When his name was called at the Caterer Middle East Awards in 2025, where he was dubbed Saudi Chef of the Year, he froze. "I thought, ‘There are 100 Abdulrahmans here.’ But it was me."

The moment landed like punctuation — not an ending, but a pause "That trophy’s for my mom, my brother, my family" he said later.

Now, Abdulrahman’s attention is elsewhere. He’s opening a French restaurant with Leylaty— Lola—where he’s joined as sous-chef. He’s working on a sourdough starter at home.

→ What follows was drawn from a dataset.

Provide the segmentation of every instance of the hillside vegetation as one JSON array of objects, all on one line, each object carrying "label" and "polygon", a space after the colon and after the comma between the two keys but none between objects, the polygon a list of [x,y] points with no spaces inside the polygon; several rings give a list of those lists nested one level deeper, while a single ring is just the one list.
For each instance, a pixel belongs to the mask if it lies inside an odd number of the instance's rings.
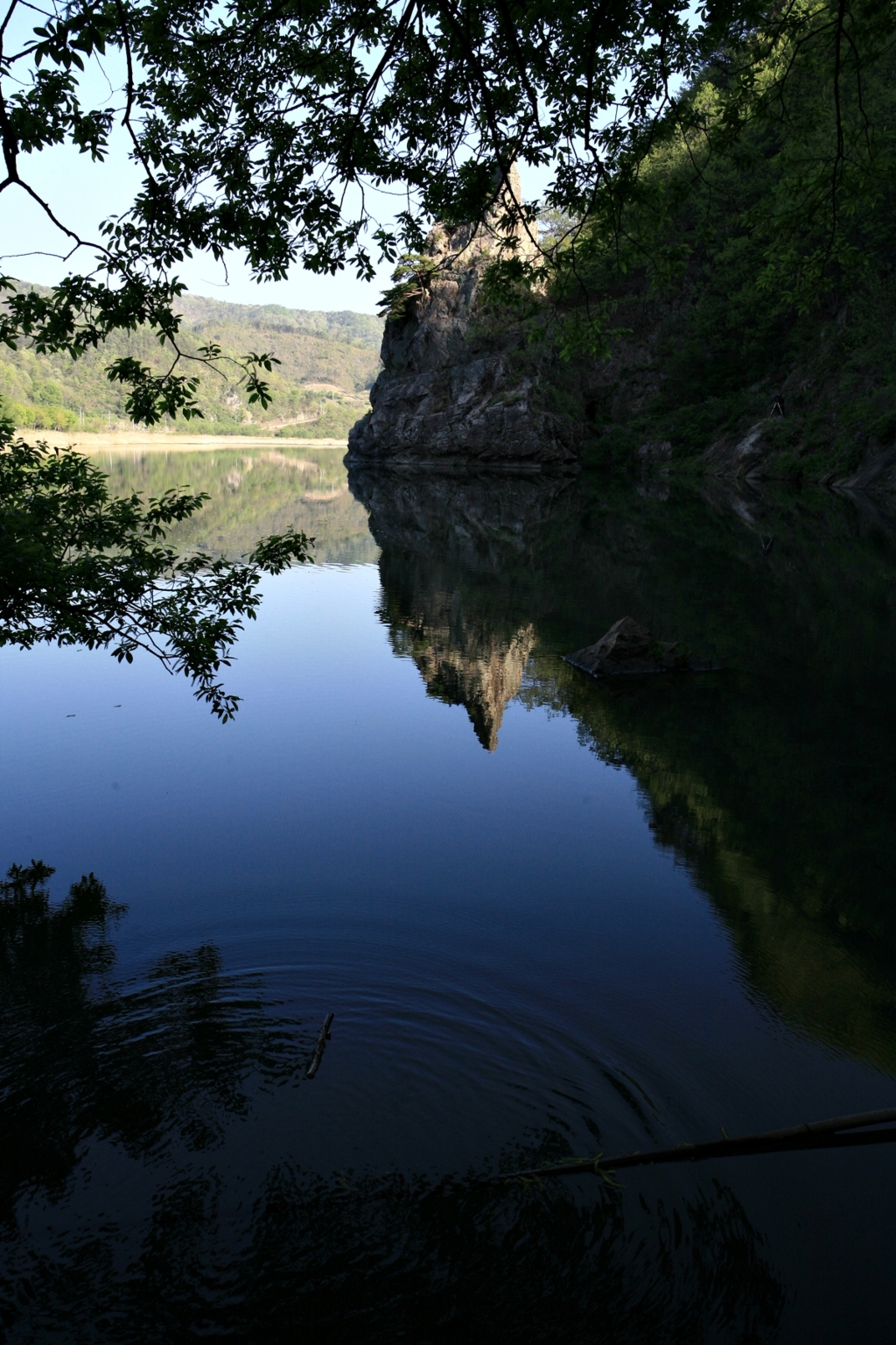
[{"label": "hillside vegetation", "polygon": [[[196,295],[184,295],[179,307],[184,350],[195,352],[218,343],[234,359],[249,350],[273,351],[281,363],[266,375],[274,394],[266,410],[247,405],[235,366],[222,366],[227,379],[204,370],[197,394],[204,420],[179,420],[173,429],[193,434],[270,432],[294,438],[345,438],[367,410],[367,389],[379,370],[379,317],[305,312],[277,304],[227,304]],[[149,331],[113,336],[79,360],[0,347],[4,408],[21,428],[129,428],[126,390],[110,383],[105,374],[106,366],[125,354],[161,367],[159,344]]]},{"label": "hillside vegetation", "polygon": [[799,0],[720,52],[560,242],[559,346],[598,358],[555,364],[555,409],[586,461],[834,479],[896,441],[888,13],[834,40],[842,8]]}]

He eats a lot of ice cream.

"Teamwork is the most important thing in the kitchen," he says. "You don’t get anywhere without it." He dreams of being a ‘Jack of All Trades’, or rather ‘The Abdulrahman of All Trades’. He wants to be the face of Saudi culinary culture, not boxed into a single cuisine but fluent in many. "I want to be the Gordon Ramsay of Saudi Arabia," he says, then quickly laughs.

That ethos of collaboration, generosity was shaped by mentors who guided him at pivotal moments of his career. In his days at Kuruu, chefs Eddie Castro and Kenji Sarko instilled foundational lessons. “I wouldn’t be who I am without them,” he says. “Kenji taught me to focus on my health—mental and physical. Eddie taught me to never stop asking questions. They’ve left their DNA in me.” Abdelfattah also found himself influenced by Chef Claudio Cardoso, a Portuguese culinary director with decades of experience in Michelin-starred kitchens and a vast global network. “He opened my brain a lot,” Abdulfattah reflects. It was Claudio who championed his leap of faith to work at the world’s best restaurant. “If I observe his brain a lot I believe, I will be able to reach whatever I want to reach in no time.”

Abdulfattah’s mantra? “Wanting to learn isn’t enough—you have to need it.” He’s the chef who asks “Why?” until mentors snap, the intern who voluntarily debones fish on his days off. “Mistakes are lessons. Make one twice? That’s stupidity.”

In a region where culinary revolutions are often imported, Abdulfattah is homegrown—a chef proving that hunger, like good harissa, only intensifies with time.